The thing is, though, that 'rules that exist only on paper or which are selectively enforced' account for the vast majority of corporate ethics policies, and even a fair proportion of national legislation, if we take 'selectively enforced' to mean 'blind eye turned', 'covered up', 'avoided through hush money', 'evaded by hiring expensive lawyer' and all the other Get Out of Jail cards available to the privileged, whether that privilege is personal, social, professional, economic or political.
I'm always amused/sickened/entirely unsurprised when translating corporate antibribery policies to come across (in every single one) the phrase 'gifts and gratuities shall not be accepted, unless of a relatively modest value, and where refusal to accept would be deemed culturally inappropriate in the operational context' [actual wording may vary slightly].

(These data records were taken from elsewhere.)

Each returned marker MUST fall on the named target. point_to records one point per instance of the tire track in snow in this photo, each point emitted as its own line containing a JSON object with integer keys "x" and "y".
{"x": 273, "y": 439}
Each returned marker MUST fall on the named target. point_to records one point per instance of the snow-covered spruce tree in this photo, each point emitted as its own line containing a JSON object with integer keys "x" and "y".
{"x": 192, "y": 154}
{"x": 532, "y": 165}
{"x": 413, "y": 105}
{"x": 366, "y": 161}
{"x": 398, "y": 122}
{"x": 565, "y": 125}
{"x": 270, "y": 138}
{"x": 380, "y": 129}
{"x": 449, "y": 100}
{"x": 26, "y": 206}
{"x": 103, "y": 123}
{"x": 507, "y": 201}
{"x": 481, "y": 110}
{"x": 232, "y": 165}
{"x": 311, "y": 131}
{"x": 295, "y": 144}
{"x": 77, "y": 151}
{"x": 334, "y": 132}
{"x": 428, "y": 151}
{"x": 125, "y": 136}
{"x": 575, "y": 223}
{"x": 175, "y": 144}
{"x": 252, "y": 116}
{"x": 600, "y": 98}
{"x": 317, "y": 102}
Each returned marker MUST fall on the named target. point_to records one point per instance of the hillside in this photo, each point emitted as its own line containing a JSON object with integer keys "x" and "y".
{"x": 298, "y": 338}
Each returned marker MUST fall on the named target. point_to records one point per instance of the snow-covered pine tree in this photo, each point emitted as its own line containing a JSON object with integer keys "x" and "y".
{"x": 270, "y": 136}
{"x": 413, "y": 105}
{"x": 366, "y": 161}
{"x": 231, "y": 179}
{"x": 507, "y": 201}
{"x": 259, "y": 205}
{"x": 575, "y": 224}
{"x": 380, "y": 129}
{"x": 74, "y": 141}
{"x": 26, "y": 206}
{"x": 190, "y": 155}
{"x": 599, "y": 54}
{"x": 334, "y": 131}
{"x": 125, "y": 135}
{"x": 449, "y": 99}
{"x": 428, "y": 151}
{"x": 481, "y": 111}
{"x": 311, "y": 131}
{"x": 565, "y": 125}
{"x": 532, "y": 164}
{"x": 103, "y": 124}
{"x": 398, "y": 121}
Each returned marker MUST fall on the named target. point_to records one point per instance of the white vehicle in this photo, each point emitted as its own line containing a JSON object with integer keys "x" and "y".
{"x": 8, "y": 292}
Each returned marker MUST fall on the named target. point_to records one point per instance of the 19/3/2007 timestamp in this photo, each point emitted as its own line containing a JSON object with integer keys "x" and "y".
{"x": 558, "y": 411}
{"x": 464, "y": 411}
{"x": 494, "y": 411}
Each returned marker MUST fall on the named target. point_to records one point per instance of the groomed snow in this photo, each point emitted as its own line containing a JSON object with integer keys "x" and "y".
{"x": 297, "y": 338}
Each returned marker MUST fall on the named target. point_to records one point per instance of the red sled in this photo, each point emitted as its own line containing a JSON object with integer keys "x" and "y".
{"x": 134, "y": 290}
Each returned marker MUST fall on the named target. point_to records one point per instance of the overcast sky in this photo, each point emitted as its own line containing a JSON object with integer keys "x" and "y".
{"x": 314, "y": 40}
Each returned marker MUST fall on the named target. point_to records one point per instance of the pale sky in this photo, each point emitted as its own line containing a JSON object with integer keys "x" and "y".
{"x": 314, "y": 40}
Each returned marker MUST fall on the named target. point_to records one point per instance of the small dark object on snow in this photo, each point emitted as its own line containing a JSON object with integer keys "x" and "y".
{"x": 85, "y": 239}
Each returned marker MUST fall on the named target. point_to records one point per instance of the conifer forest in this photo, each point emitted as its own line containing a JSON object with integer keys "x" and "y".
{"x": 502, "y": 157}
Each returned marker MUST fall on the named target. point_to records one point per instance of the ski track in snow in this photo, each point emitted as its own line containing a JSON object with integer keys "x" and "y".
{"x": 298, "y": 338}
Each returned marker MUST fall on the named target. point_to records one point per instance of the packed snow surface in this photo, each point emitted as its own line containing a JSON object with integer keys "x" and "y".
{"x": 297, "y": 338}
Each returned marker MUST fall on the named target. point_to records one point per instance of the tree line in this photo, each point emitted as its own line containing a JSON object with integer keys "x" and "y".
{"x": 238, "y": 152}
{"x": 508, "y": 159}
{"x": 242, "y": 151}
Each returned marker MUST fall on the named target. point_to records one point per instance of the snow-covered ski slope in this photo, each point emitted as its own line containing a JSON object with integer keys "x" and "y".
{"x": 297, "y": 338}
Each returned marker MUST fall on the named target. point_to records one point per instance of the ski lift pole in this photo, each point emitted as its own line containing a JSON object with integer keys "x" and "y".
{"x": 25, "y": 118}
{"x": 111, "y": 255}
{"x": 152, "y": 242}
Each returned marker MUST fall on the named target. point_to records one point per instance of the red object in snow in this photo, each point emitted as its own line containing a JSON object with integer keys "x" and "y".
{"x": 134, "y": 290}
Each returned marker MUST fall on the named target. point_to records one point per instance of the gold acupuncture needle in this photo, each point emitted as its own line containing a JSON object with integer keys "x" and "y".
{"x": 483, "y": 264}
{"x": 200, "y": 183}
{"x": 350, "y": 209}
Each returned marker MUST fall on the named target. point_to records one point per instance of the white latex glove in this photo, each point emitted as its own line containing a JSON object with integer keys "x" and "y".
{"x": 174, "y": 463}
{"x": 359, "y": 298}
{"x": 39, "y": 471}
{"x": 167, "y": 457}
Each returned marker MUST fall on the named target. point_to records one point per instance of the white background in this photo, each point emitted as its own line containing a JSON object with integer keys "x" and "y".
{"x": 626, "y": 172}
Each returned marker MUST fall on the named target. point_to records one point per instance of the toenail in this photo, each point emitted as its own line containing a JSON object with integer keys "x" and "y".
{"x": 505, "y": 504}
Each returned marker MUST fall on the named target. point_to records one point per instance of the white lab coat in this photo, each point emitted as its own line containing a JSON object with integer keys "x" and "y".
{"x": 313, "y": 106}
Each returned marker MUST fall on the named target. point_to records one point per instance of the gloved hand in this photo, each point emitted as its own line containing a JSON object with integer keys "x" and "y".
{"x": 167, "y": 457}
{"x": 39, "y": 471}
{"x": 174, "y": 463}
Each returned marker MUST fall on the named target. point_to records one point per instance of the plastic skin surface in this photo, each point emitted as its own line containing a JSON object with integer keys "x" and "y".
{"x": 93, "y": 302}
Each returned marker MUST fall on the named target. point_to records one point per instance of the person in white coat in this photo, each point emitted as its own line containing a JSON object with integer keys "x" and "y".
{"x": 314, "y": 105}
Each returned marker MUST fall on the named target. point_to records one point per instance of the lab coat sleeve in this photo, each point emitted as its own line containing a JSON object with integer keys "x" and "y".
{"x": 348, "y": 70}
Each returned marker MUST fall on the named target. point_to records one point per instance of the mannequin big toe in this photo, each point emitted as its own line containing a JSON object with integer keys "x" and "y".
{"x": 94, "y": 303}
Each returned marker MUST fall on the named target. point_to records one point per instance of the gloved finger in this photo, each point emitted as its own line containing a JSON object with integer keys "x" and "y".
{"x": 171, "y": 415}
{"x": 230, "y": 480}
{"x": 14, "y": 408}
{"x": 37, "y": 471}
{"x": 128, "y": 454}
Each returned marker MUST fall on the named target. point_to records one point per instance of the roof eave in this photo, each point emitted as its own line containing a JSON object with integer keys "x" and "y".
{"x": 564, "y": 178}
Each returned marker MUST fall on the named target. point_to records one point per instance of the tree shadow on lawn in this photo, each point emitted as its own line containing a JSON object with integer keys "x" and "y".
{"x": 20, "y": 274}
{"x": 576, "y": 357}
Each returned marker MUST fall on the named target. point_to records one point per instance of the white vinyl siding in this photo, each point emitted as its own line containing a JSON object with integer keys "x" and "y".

Unless, in other words, you are in a corrupt country where corruption is the cultural norm, in which case tuck into the buffet, but try not to get caught and embarrass the company. How many million riyals are 'modest' to sheikh, and how easily are their cultural sensibilities offended?
It's also amusing to read disciplinary dismissal cases of managers who have become surplus to requirements, who all of a sudden are found to have been using company credit cards for hookers and blow (I exaggerate slightly).
Obviously they all do it, with the company's knowledge, their hubris telling them it won't be used in evidence against them.
As the line from Butch Cassidy has it: "Rules? In a knife fight?"